(Bloomberg News) An Internal Revenue Service decision revoking the tax-exempt status of a small political nonprofit organization may foreshadow an investigation into groups such as Crossroads GPS and Priorities USA that spend millions on the 2012 U.S. presidential election.

At risk would be the groups' nonprofit status, which lets them collect millions of dollars from individuals and corporations while keeping donors anonymous.

President Barack Obama and Republican challenger Mitt Romney are benefitting from such nonprofits. Crossroads GPS was started with help from former President George W. Bush's chief political strategist, Karl Rove. Priorities USA was co-founded by Bill Burton, a former Obama aide.

The recent IRS decision sends a signal that it may turn its attention after November's election to major nonprofits involved in this year's election, said Marcus Owens, a lawyer and former IRS director who oversaw nonprofits.

"The message is groups like Crossroads need to be prepared to explain to the IRS why they're entitled to tax-exempt status," said Owens.

The IRS decision released last month involved a so-called campaign school in which a partisan group trained candidates.

"You are not operated primarily to promote social welfare because your activities are conducted primarily for the benefit of a political party and a private group of individuals, rather than the community as a whole," said the IRS letter telling the group it was losing its exempt status.

Emerge America

While the nonprofit wasn't named, it was Emerge America, its president, Karen Middleton, told Bloomberg News.

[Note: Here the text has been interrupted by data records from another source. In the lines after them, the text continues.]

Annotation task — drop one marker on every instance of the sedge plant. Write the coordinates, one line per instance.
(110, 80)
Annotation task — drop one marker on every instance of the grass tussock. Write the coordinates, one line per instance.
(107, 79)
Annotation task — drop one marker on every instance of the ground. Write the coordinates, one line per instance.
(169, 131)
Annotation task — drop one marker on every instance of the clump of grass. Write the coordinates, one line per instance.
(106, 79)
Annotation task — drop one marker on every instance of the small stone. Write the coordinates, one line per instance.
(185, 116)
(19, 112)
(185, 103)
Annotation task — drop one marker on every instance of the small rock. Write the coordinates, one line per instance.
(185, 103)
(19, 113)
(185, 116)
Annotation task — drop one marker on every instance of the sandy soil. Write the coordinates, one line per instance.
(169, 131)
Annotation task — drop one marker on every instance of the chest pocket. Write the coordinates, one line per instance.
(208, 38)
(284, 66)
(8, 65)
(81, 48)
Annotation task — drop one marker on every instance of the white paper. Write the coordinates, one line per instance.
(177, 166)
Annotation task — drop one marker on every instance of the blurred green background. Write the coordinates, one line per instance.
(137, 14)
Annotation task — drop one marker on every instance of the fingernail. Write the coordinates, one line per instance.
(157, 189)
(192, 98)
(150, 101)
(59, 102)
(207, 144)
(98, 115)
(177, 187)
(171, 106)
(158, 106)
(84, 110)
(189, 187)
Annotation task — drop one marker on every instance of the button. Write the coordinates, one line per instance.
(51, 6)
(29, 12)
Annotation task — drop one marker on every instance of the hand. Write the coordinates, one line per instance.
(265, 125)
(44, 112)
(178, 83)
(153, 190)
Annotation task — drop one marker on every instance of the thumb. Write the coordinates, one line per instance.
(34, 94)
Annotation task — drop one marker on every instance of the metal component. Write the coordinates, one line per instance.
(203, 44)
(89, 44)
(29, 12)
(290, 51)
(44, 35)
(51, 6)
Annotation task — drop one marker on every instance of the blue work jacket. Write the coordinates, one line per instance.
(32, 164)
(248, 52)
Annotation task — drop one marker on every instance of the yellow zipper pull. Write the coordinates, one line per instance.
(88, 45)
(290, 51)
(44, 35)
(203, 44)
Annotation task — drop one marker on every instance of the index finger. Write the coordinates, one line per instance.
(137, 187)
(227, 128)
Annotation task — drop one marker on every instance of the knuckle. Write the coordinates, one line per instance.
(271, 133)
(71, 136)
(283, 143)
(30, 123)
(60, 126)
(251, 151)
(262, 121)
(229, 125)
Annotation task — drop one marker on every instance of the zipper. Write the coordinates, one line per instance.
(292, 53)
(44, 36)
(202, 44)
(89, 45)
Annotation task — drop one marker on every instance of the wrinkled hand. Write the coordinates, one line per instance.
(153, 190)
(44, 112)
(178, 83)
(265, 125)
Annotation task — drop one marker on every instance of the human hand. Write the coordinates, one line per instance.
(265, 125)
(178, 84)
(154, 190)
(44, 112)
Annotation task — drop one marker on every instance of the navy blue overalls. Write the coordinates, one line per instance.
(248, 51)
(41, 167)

The national organization is based in San Francisco and works with nine state affiliates that train Democratic women candidates.

Middleton said in an e-mail that the national and state organizations are now incorporated under Section 527 of the tax code, which requires them to disclose their donors.

Critics of political nonprofits such as Crossroads and Priorities USA said the same IRS reasoning should apply to those groups. The organizations are incorporated under Section 501(c)(4) of the tax code, giving them exempt status as social- welfare organizations and barring political activity as the primary focus.

Primarily Political

"There's a boatload of groups that they should looking at," said Melanie Sloan, executive director of Citizens for Responsibility and Ethics in Washington, a watchdog group. "When you look at the budgets of these groups, it's clear that their primary purpose is political activity."

Sloan said donations would shrink if the nonprofits lose their exempt status and contributors had to be identified.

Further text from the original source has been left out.